As $H(P_D(x))$ is a constant term, relatd to the empirical distribution of real data, we will call it $\epsilon$, and we may get rid of it later.
Instead we will mainly consider, the $\theta$, ie, the model related term:
$$
   D_{KL} \left( P_D(x)||P_\theta(x) \right) = \epsilon -\langle P_D(x) , log(P_\theta(x)) \rangle_{L^2}
$$

Thanks to the definition of the empirical distribution, we can express this continuous expression as a discrete summation:

\begin{align}
    \langle P_D(x) , log(P_\theta(x)) \rangle_{L^2} &= \int \sum_{i=0}^{N-1} \frac{1}{N} \delta(x-x_i) log(P(x|\theta)) dx \\
    &= \sum_{i=0}^{N-1} \frac{1}{N} log(P(x_i|\theta)) \\
    &= \frac{1}{N} \sum_{i=0}^{N-1} log(P(x_i|\theta))
\end{align}

The last line amounts to the log-likelihood of the dataset.

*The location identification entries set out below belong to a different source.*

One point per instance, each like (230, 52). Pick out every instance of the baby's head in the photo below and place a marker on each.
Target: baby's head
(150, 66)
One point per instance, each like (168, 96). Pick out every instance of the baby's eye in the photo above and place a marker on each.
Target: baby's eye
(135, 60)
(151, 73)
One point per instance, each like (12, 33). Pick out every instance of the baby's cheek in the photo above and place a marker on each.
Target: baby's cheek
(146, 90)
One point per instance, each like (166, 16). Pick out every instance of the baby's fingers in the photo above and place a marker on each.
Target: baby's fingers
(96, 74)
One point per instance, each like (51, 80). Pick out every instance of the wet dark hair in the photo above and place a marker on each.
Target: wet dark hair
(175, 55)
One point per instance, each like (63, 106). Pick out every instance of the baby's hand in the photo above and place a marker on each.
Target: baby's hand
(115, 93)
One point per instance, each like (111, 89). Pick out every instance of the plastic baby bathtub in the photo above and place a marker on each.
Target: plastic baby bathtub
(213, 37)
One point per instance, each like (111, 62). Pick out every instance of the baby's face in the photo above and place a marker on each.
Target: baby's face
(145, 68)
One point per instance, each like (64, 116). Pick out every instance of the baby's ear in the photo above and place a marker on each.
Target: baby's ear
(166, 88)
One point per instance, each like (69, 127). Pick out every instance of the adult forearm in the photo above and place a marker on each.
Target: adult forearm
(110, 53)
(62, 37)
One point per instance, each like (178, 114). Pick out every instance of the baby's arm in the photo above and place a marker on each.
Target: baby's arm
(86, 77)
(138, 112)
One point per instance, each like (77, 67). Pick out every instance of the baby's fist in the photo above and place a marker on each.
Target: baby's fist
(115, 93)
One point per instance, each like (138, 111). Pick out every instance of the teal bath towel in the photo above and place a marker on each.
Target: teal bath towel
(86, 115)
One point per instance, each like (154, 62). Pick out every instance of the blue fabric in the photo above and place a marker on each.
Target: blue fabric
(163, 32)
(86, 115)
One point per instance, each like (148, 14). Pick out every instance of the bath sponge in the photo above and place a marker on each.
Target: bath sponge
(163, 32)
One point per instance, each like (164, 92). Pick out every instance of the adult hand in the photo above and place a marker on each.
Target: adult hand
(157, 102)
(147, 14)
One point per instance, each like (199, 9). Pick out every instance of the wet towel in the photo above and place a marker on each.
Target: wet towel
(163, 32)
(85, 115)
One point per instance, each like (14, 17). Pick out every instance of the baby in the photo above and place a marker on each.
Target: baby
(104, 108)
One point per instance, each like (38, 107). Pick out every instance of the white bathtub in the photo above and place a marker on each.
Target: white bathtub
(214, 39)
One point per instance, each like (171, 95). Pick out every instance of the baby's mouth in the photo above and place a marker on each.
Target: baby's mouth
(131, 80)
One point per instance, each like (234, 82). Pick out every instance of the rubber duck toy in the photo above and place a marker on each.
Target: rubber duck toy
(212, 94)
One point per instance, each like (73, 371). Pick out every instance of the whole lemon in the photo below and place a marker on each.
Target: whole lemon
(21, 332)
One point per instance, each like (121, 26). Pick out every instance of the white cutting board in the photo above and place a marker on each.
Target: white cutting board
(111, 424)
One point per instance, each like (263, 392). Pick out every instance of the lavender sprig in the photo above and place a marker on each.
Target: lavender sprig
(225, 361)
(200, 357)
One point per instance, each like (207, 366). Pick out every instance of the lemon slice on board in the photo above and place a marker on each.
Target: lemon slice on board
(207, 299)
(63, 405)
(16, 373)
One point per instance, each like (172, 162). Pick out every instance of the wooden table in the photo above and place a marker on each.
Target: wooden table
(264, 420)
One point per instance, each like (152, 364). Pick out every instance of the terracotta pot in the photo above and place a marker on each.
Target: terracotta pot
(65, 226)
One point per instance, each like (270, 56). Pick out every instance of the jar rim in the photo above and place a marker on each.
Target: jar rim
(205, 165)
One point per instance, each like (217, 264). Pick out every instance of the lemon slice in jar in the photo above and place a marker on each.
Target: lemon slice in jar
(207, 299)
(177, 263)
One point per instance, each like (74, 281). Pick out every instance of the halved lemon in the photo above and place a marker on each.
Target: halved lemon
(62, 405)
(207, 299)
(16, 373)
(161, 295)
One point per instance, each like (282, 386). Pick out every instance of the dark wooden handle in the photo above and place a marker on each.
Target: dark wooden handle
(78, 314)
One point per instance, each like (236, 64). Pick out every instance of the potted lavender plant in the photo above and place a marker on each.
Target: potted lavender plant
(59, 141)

We can then conclude that maximizing the log-likelihood of a dataset, relatively to a set of distribution parameters $\theta$ and a given dataset $x$ is equivalent to minimizing the Kullback Leibler divergence between the empirical distribution and the model distribution.

### Practical KL Divergence between two data sets
We are interested in computing the Kullback Leibler divergence between a model $X$ and a real dataset $Y$, indexed by $i$ where $i$ is the index of a specific event whose occurence probability is $X_i$ according to the model, and $Y_i$ in practice.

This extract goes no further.